Tragedy!
So, I was recently grocery shopping and I found myself wandering around the canned pasta that I crave semi-annually. I spotted the Spaghetti-o's and lunged for a can and stopped short. At the top it said "Campbells". In case you didn't know, Spaghetti-o's was originally made by "Franco-American" which I always claimed made the best of both French and American Cuisine. But alas, Campbell's has either bought out "Franco-American" or bought it out along time ago and recently changed the name to Campbell's. At least they are still called "Spaghetti-o's".
Just please don't get rid of Chef Boyardee.
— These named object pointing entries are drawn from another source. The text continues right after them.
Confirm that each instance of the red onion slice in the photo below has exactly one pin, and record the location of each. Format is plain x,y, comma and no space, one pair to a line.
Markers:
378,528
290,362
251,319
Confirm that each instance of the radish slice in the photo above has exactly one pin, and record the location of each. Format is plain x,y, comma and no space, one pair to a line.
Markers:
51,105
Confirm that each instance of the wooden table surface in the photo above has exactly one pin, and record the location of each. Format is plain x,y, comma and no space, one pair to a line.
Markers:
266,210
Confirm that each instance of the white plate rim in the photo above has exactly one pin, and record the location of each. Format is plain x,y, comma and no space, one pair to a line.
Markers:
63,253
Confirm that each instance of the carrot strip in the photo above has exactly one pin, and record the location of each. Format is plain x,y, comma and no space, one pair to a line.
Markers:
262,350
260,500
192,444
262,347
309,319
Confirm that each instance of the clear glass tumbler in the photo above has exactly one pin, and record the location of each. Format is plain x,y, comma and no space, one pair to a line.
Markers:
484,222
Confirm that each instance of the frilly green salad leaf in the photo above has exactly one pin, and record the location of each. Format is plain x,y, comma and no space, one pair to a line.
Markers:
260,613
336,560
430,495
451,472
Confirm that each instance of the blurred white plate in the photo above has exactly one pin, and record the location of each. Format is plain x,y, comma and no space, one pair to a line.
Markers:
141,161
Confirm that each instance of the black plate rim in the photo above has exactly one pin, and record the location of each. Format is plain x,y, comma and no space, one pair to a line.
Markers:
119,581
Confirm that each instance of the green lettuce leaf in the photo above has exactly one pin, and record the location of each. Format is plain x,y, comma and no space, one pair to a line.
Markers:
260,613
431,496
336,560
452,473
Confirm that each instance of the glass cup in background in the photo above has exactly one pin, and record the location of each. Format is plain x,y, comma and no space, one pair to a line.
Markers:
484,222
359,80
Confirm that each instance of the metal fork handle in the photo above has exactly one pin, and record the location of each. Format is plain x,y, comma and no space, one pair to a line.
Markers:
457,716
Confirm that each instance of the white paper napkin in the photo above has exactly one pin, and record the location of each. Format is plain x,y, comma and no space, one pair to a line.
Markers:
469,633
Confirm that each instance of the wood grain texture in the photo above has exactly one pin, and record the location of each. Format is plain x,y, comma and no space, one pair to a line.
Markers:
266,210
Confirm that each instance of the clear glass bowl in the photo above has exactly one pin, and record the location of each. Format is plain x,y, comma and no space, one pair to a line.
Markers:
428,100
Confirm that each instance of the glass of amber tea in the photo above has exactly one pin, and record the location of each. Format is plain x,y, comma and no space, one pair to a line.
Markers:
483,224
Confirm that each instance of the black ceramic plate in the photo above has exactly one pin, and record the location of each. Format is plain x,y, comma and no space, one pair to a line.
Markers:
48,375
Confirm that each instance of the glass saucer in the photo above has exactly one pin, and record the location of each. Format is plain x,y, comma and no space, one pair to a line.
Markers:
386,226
He's my hero. I love the Chef Boyardee commercial where the can follows the girl home. It's cute like a dog, and then she eats it. She's a savage.
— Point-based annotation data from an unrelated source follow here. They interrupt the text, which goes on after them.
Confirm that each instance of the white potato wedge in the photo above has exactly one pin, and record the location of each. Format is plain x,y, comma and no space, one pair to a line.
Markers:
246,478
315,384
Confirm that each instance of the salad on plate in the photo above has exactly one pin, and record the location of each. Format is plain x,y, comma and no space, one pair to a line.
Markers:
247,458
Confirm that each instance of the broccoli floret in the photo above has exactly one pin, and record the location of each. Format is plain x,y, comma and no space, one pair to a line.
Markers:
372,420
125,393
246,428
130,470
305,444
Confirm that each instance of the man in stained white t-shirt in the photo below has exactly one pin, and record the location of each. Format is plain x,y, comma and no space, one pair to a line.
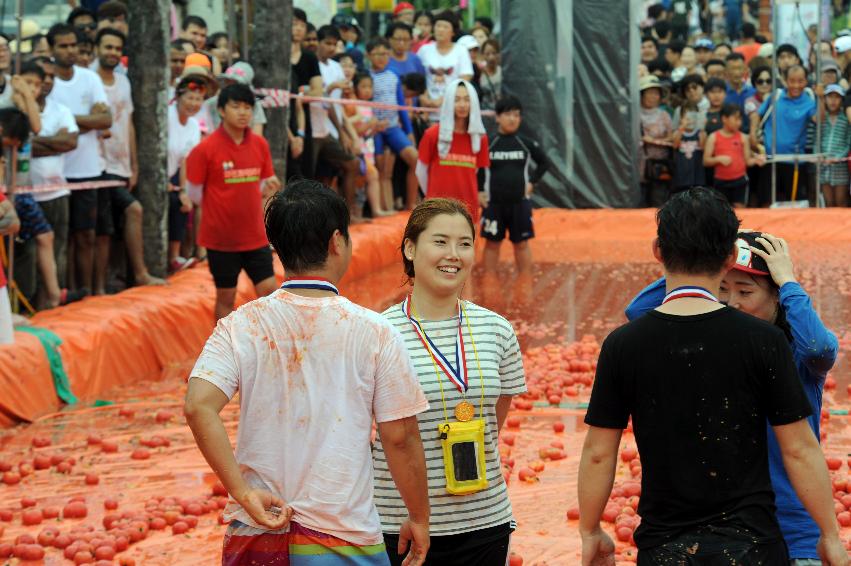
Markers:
82,92
58,135
118,147
313,371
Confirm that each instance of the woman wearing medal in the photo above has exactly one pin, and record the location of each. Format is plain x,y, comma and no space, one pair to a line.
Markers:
469,365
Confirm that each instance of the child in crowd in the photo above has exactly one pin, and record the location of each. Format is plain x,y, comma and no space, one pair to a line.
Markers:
728,150
509,185
398,135
689,139
452,150
716,92
365,124
835,143
654,160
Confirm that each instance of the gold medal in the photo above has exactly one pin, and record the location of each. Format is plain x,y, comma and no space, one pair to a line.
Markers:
464,411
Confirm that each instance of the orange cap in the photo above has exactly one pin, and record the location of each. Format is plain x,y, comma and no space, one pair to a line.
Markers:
198,60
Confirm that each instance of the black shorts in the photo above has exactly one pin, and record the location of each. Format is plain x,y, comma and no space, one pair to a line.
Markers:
516,218
715,546
91,209
177,220
121,198
225,266
331,151
484,547
735,190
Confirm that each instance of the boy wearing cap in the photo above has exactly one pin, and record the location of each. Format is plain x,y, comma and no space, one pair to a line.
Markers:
835,142
794,110
728,153
703,48
720,374
404,12
508,186
397,135
238,73
230,174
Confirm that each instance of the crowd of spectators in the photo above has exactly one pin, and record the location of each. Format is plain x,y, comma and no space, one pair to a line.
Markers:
69,116
710,101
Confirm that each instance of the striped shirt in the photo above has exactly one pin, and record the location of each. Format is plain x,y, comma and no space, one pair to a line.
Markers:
502,371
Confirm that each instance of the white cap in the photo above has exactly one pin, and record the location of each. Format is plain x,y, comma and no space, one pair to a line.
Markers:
843,44
468,42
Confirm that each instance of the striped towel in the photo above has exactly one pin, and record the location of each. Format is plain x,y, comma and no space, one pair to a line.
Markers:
298,546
So in my quest to be a better person I'm watching Horror movies. I recently watched "The Shining" (or The Shinning if you're nasty) and "The Exorcist" and "Exorcist II: Back in the Habit". I thought they were all kinda boring, but good. The surprising thing is that they weren't scary at all. I think it shows that the thoughts in my head are scarier than the actual movies. Now, I'm slowly watching other scary movies.
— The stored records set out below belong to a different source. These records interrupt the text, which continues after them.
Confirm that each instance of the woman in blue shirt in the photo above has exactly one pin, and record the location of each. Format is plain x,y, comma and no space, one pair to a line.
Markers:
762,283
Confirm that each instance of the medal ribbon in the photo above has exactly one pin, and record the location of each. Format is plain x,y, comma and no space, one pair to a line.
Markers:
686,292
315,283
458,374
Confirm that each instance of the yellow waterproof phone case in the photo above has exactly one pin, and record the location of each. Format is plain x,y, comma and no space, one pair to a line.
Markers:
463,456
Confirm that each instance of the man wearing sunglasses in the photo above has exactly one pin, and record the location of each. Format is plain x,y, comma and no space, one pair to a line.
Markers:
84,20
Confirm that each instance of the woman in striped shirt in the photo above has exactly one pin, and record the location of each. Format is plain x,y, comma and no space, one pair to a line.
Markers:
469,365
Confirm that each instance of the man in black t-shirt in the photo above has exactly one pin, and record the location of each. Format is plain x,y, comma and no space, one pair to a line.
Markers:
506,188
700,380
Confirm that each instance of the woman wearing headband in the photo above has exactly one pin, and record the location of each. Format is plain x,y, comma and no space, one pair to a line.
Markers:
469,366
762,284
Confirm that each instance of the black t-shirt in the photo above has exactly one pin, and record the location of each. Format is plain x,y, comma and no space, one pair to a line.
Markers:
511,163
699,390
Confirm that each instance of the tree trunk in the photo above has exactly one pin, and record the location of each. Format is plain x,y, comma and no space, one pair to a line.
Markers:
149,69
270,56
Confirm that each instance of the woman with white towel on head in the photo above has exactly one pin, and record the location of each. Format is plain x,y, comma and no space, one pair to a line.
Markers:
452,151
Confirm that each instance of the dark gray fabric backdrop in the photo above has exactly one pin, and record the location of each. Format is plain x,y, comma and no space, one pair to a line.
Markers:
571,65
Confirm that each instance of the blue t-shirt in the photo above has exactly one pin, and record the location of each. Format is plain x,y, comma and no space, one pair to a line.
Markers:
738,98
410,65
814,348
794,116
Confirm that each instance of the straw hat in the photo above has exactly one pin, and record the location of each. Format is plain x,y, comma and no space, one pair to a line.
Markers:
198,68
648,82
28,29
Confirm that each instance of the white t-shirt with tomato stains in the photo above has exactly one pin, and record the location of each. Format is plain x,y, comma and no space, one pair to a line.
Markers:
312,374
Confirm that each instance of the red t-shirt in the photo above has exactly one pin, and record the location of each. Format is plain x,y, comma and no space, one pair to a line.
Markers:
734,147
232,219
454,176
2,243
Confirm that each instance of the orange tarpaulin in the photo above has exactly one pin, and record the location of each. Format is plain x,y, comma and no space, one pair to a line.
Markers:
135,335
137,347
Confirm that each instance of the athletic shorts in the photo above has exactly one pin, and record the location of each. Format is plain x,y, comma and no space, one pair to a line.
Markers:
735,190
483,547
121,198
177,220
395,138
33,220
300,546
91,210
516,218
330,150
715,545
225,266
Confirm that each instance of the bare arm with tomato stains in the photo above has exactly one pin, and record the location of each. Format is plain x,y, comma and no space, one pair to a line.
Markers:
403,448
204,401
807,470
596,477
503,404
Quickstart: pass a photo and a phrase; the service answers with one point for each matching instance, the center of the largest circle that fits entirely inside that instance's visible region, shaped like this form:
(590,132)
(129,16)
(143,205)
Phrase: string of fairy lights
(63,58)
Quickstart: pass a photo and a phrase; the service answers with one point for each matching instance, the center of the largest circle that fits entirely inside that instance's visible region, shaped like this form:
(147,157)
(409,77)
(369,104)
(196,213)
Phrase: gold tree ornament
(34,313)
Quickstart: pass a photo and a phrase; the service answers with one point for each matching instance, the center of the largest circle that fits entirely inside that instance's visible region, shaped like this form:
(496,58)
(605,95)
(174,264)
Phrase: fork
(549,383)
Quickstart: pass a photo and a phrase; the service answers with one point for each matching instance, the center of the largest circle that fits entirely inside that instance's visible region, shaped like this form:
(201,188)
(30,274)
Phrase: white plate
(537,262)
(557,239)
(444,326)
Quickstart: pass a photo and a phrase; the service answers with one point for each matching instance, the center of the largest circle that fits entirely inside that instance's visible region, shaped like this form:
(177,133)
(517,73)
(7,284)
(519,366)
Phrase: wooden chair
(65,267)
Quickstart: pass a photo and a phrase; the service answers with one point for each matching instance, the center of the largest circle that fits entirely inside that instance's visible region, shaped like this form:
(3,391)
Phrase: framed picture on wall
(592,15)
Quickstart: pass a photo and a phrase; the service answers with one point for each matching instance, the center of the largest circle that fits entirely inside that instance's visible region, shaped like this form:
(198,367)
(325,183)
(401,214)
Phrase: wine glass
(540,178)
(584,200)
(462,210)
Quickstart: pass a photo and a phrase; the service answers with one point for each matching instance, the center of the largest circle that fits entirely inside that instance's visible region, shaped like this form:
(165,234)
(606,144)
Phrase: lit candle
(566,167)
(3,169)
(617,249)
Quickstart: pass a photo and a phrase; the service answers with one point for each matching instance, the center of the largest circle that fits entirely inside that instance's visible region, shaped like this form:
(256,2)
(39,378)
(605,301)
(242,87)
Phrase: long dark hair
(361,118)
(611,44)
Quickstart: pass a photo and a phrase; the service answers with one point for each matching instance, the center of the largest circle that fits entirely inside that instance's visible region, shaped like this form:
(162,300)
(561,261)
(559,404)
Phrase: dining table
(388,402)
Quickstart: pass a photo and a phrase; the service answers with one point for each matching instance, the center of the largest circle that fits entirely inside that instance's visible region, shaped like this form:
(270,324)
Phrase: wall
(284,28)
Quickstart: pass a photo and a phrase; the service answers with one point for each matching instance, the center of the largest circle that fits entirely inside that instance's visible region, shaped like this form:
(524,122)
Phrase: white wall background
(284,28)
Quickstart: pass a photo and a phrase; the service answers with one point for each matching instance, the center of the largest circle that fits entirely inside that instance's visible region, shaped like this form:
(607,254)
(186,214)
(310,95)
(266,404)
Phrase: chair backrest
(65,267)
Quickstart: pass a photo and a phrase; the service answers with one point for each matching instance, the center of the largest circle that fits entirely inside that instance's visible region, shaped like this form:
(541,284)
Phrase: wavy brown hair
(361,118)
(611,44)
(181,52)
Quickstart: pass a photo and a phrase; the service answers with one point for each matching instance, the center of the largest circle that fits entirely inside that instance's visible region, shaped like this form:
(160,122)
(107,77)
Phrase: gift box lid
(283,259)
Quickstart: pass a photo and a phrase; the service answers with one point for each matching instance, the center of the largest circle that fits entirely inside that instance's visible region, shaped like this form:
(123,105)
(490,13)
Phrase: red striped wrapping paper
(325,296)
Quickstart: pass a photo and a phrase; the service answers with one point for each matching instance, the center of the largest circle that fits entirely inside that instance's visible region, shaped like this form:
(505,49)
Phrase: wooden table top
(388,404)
I'm still studying for the bar. It sucks, but I'm improving. I can't wait for this to be over.
Oh, and to preempt questions from anyone who reads this: 1) I don't have a job 2) I don't know what I want to do and 3) I don't really care. I'm getting annoyed by the questions, not really from anyone who reads this, but just in general.
One of the people studying for the bar got an offer as a Westlaw rep, which I think sounds like an awful job. Anyway, she turned down the offer, which I don't blame her. So I asked her how much a rep makes and she said $80,000. OMG. I would die for $80,000 right now. BUT I know I don't want to work for Westlaw. The only cool thing is that if I worked for West I'd work for the same company as Jay which would be odd in a way.
Lately, I've really wanted to move away. It started after I went to Nashville. I've pretty much decided that I would move to Seattle. I think I may have said this before. I keep getting more and more anxious to leave Michigan. Chalk it up to wanderlust or the never-ending quarter-life crisis. Whatever it is, I feel like I've got to get out of this place if it's the last thing I ever do.
***Interruption: I'm at Beaners and weird old guy who didn't buy anything is sitting oddly close to me. Oh, and cute barista winked at me earlier. Now he's talking about a dildo his boyfriend bought him. ***Back to your regularly scheduled blog post.
I can't think of anything else that's new. Did I mention I'm going to SanFrancisco for Pride? I think so. I'm so excited. I haven't seen Jason and Shelly Button in years. And I love SanFrancisco. And I'm going with Jeff so it will be a fabulous adventure. I just have to make sure I don't drink too much. I don't need Crazy Ryan in SanFrancisco.
I've been feeling a little stressed out lately. I'm not exactly stressed about the bar, but it's overall stress about life. I just hope that I can survive the next few weeks. I've been so sleepy lately and eating so horribly. Oy. I hate this.
One good thing is that I love living with the PD. It's great. We hang out in our underwear and cuddle at night. Well, not really but it's close. I miss having a roommate. I need to get a roommate when I move no matter what I do. I also need a dog. I saw the cutest dogs at a pet store the other day, but I have problems buying them from a pet store. The pet store also had this big bin full of bunnies. Bunnies are my favorite, but they aren't as cuddly as I'd like. I wish that they were more domesticated, like cats. There so cute though. But I think all rodents are cute too. Maybe if I'm rich one day I'll have a large Cappybara farm.
I invented a drink today called the "Violet Beauregard" which is Blueberi Stoli, Blue Curacao, Grenadine and Sprite. I haven't drank it yet, but i'm sure it's good.
UPDATE: Gay barista's ridalin has kicked in as evidenced by his calmness, and creepy guy left.